I knew we were in trouble as soon as I heard the sound of my daughter’s cackling laughter. When the sound of a toilet flushing joined the laughter only a heartbeat later, I was already heading toward the stairs.
My daughter stopped laughing. She called out a worried “Mommy?” that was hardly reassuring.
I felt the crisis, quite literally, when I reached the top of the stairs. There was water on the floor. This was bad.
When I finally reached the scene, I discovered that my daughter had unrolled almost an entire roll of toilet paper and had tried to stuff it all down the toilet. Now the toilet was seriously clogged and was overflowing.
The moments that followed my discovery were not some of my best moments. I frantically called my husband, and he told me how to turn off the water. That solved the most pressing crisis. But I was still left with a mess. And a very frustrated heart.

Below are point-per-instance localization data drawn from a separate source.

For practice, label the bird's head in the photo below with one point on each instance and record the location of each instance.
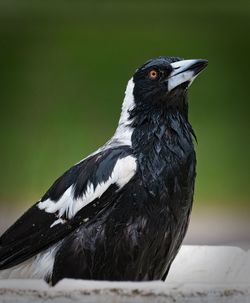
(164, 81)
(160, 85)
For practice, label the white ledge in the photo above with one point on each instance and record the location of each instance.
(198, 274)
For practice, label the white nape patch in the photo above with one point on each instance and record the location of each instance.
(124, 130)
(180, 73)
(123, 171)
(60, 220)
(123, 133)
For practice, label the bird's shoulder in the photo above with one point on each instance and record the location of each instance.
(80, 194)
(89, 179)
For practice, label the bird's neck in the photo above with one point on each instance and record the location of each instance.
(162, 136)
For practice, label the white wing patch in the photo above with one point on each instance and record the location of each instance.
(123, 171)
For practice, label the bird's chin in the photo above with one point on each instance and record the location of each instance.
(182, 87)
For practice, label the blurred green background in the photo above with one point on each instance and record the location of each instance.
(64, 66)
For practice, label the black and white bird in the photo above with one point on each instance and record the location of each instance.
(122, 212)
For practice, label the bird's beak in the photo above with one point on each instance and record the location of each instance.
(185, 71)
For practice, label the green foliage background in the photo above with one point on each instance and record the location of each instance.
(64, 66)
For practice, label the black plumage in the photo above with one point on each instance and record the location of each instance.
(121, 213)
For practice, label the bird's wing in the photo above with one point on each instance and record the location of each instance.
(78, 195)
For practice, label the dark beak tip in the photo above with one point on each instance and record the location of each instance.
(199, 65)
(203, 62)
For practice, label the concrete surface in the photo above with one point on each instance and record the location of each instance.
(199, 274)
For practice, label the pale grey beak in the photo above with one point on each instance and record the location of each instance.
(185, 71)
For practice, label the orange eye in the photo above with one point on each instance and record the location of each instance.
(153, 74)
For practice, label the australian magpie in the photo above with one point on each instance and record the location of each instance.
(122, 212)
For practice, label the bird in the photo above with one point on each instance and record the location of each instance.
(121, 213)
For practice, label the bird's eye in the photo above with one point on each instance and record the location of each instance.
(153, 74)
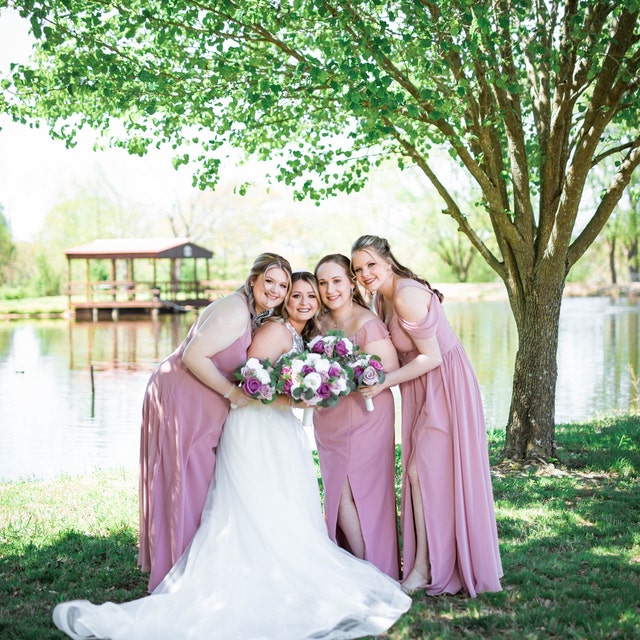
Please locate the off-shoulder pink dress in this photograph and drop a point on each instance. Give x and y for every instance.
(358, 445)
(182, 419)
(443, 427)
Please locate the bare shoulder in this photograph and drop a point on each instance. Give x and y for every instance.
(271, 340)
(412, 303)
(362, 315)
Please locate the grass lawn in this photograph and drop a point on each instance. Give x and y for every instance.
(569, 535)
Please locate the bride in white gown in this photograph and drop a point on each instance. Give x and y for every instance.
(261, 566)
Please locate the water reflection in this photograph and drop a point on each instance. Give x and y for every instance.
(52, 422)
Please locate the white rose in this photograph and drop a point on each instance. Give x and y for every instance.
(312, 381)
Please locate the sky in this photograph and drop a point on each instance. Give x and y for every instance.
(37, 171)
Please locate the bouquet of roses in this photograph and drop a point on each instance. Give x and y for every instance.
(258, 379)
(314, 377)
(367, 370)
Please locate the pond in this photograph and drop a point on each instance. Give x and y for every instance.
(71, 392)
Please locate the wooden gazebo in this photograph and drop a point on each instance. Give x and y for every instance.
(144, 275)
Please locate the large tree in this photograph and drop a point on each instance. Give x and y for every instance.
(522, 93)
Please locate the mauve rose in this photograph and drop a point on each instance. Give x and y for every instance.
(324, 391)
(334, 370)
(369, 376)
(341, 348)
(265, 392)
(252, 386)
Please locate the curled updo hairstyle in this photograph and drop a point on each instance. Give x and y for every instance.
(263, 263)
(312, 328)
(381, 247)
(344, 262)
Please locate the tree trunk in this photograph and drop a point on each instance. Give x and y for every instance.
(530, 432)
(632, 258)
(612, 261)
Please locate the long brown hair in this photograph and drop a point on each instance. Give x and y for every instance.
(381, 247)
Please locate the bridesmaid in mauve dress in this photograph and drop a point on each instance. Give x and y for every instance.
(449, 532)
(185, 406)
(356, 447)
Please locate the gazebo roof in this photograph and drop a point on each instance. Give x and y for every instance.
(115, 248)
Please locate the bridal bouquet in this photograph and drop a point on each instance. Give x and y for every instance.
(367, 370)
(258, 379)
(315, 378)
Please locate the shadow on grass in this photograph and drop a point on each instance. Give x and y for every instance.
(568, 534)
(569, 542)
(75, 566)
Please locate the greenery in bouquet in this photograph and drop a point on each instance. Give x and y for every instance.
(258, 379)
(314, 378)
(335, 345)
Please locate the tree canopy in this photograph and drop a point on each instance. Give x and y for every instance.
(528, 96)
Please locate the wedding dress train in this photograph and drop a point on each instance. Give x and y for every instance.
(261, 565)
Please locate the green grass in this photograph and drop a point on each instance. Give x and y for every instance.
(569, 535)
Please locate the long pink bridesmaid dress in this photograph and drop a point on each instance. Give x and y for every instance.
(182, 419)
(443, 427)
(359, 446)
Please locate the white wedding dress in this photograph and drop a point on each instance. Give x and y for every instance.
(261, 565)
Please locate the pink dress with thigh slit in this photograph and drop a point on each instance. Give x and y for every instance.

By the time my husband got home that evening, I was in tears. I felt like a failure, not an “I-tried-a-new-recipe-that-was-a-complete-flop” failure, but a soul-crippling one. I was battle-weary, not just from dealing with three disobedient children all day, but from dealing with my own sinful self. I felt like I had utterly failed at being a mom. I was sure that I was ruining my children.
This sense of failure hung on for a while. I would feel it when I would go to church and see other moms who, from my perspective, had it all together, or when I checked my social media accounts. Clean houses. Fancy dinners. Little girls in gorgeous, hand-sewn dresses. Fun (and educational!) activities. These perfect pictures of seemingly perfect families taunted me and cultivated my own sense of personal failure.

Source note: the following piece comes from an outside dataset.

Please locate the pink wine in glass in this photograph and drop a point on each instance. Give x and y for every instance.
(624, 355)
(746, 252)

Then one Sunday morning, my husband gave me a copy of The Battle Within by J. Robin Wood. That book, which I started reading the very day I received it, was a balm to my battered soul. Even the forward gave me hope:
I am convinced that marriage and motherhood are extreme tests of selflessness. I am also convinced that every woman who enters these responsibilities is unprepared for the extent of the selflessness required, and that we are doomed to failure if we try to succeed by ourselves, in our own strength, and for our own happiness.
But there is hope—an absolute rock-solid truth. God is faithful. His Word is powerful and full of comfort. And there is help—real, credible support.
We have everything we need in His Word and through His Spirit to defeat the power of our personal Supermom—our own sinful nature.1
The author of this book is very much like me. She’s a stay-at-home mom with three very young children and is trying to juggle the responsibilities of helping her husband, training her children, and ministering to the body of Christ. She’s very transparent—from the very first pages of the book you realize that she’s not perfect in any of those roles. That transparency was very comforting to me. It helped me realize that I’m not alone in my struggle.
But the author didn’t just offer me a sympathetic “I’ve been there too” pat on the back. She pointed me to the only path to victory, God’s Word. She urged me to look deep within my own soul, to confess my sin, and to renew my mind continually with Scripture.
For as long as I am in this world, I’m going to struggle against my sinful flesh. I’m going to fail. But, as Robin Wood reminds readers, I’m not alone. God truly has given me all that I need—not just to defeat sin but to encourage my heart day by day.
If you or someone you know is struggling under the weight of responsibility that motherhood brings, I would strongly recommend The Battle Within.
1 J. Robin Wood, The Battle Within: What Being a Mom Taught Me About Myself (Greenville, SC: JourneyForth, 2015), i–ii.